Das Testament wurde formwirksam errichtet. Zwischen den Beteiligten ist allein streitig, ob dieses Testament, das über alle drei Blätter, die physisch nicht miteinander verbunden sind, jeweils schräge Durchstreichungen enthält, die den gesamten Text umfassen, von der Erblasserin in Widerrufsabsicht durchgestrichen worden ist, oder ob die Durchstreichungen von einer dritten Person oder aber von der Erblasserin, aber nicht in Widerrufsabsicht erfolgten.
Grundsätzlich trägt derjenige die Feststellungslast für die Wirksamkeit eines Testaments, der Rechte aus diesem herleiten will. Die Feststellungslast für eine Widerrufshandlung des Erblassers in Widerrufsabsicht trägt derjenige, der sich darauf beruft.

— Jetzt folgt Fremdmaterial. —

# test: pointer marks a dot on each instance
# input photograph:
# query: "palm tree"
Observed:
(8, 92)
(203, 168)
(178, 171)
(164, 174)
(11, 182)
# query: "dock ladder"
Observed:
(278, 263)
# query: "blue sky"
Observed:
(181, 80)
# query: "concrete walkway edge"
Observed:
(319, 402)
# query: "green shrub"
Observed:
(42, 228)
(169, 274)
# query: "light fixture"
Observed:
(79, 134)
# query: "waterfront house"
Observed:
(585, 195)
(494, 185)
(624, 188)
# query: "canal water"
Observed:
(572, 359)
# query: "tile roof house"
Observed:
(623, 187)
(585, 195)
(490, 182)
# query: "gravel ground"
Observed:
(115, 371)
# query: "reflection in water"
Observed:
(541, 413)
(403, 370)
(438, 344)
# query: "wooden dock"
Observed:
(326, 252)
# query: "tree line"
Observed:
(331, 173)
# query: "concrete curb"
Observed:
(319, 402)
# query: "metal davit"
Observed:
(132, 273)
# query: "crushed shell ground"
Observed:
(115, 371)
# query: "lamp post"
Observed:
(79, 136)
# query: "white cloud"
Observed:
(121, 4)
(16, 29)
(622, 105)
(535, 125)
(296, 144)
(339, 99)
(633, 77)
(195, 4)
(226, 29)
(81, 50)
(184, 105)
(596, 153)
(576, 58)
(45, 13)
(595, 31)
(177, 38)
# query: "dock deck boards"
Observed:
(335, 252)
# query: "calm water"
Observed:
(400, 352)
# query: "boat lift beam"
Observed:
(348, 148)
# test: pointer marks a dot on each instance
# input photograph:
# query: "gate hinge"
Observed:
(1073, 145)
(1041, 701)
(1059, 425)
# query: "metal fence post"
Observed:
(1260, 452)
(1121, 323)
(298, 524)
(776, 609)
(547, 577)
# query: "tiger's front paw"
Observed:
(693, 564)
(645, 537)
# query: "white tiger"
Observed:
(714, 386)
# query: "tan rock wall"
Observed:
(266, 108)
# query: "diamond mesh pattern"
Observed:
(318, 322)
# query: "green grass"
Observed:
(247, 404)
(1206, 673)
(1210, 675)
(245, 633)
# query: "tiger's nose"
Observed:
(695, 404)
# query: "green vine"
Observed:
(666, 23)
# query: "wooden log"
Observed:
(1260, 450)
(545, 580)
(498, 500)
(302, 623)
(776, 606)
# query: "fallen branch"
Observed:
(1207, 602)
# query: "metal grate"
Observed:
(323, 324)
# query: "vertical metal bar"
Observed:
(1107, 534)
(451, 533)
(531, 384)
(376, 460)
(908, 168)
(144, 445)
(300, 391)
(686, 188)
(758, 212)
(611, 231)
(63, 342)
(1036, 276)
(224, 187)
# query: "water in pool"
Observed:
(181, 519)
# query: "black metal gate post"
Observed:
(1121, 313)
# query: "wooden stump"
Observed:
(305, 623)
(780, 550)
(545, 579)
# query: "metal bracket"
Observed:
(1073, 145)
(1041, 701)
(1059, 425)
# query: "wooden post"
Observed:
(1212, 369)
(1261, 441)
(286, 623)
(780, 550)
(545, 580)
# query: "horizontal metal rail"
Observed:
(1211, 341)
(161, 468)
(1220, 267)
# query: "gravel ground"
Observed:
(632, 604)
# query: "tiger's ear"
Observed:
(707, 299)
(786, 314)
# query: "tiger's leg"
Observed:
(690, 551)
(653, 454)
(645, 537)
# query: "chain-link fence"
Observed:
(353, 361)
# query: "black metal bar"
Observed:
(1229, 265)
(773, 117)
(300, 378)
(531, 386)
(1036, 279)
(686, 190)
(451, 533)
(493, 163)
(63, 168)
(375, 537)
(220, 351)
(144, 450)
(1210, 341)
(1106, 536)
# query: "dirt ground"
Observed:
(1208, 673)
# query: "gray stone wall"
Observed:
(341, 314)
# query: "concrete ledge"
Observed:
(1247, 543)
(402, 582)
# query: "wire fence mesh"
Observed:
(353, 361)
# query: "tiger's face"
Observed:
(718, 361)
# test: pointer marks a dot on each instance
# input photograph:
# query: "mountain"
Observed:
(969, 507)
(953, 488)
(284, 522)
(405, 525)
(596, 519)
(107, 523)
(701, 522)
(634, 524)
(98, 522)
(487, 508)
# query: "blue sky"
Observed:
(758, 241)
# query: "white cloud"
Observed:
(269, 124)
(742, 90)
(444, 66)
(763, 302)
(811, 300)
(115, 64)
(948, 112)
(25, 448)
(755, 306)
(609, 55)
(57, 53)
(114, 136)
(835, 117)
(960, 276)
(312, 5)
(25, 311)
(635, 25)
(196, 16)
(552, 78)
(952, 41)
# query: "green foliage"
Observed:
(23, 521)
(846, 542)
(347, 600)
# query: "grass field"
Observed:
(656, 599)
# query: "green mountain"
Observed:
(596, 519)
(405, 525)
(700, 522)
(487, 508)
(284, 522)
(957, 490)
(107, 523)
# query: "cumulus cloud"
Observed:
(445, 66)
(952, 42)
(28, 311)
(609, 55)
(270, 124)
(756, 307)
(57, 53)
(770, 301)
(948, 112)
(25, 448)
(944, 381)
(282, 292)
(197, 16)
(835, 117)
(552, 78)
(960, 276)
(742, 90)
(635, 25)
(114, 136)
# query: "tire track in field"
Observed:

Falls sich die Urkunde bis zuletzt im Gewahrsam des Erblassers befand und keine ernsthaften Anhaltspunkte dafür vorliegen, dass die Veränderungen an der Urkunde von Dritten vorgenommen worden sind, sind die Anforderungen an den Beweis, dass die Veränderung der Urkunde auf einer Handlung des Erblassers zurückzuführen ist, nicht hoch anzusetzen.
Unter Berücksichtigung dieser Grundsätze ist der Senat davon überzeugt, dass die Erblasserin das fragliche Testament vom 07.03.2020 in Widerrufsabsicht vernichtet hat.
Nach den vom Nachlassgericht durchgeführten Ermittlungen und nach der Beweisaufnahme vor dem Senat befand sich das Testament bis zum Tod der Erblasserin in deren Besitz. Der Beteiligte zu 1) schilderte im Rahmen seiner Anhörung, dass er das Testament in einem Stapel mit alten Zeitungen, Zeitschriften, Kontoauszügen und Katalogen gefunden hat. Dass es dort dem ungestörten Zugriff Dritter ausgesetzt war, lässt sich praktisch ausschließen, zumal sich die Erblasserin in der letzten Phase ihres Lebens überwiegend auf der Couch im Wohnzimmer aufhielt. Da die Erblasserin zudem als Person mit wenigen sozialen Kontakten beschrieben wurde, kann zur Überzeugung des Senats ausgeschlossen werden, dass Dritte zu Lebzeiten der Erblasserin Zugriff auf das Testament hatten und die Veränderungen vorgenommen haben, zumal nach der durchgeführten Anhörung der Beteiligten zu 2) und zu 3) feststeht, dass diese zu Lebzeiten keinen Zutritt zur Wohnung der Erblasserin hatten, da zwischen den Geschwistern seit vielen Jahren kein Kontakt mehr bestand.
Dass die Veränderungen nach dem Tod der Erblasserin und vor Abgabe der Verfügung an das Nachlassgericht von Dritten vorgenommen worden sind, ist nach der durchgeführten Anhörung der Beteiligten ebenfalls auszuschließen.
Der Beteiligte zu 1), der durch das Testament als Erbe berufen wurde, hatte zwar Zutritt zur Wohnung, da er über einen Schlüssel verfügte, aber keinerlei Interesse daran, die Veränderungen an der Urkunde vorzunehmen. Im Gegenteil: Er suchte das Testament und fand es schließlich in einem Stapel von alten Zeitungen und Zeitschriften. Daher kann ausgeschlossen werden, dass er die Veränderungen vorgenommen hat.
Die Beschwerdeführer hatten lediglich im Anschluss an die Beerdigung der Erblasserin Zutritt zu deren Wohnung und dort nach eigenem Bekunden lediglich Zugriff auf alte Familienfotos, die im Wohnzimmer verstreut lagen. Für die rein theoretische Möglichkeit, dass sie sich bei dieser Gelegenheit einen Schlüssel zur Wohnung verschafft hätten und das später aufgefundene Testament verändert haben, ließen sich keinerlei Anhaltspunkte finden.
Aus alledem ist zu schließen, dass die Erblasserin selbst die Streichungen vorgenommen hat. Gemäß § 2255 Satz 2 BGB wird mithin vermutet, dass die Erblasserin die Streichungen in Widerrufsabsicht vorgenommen hat.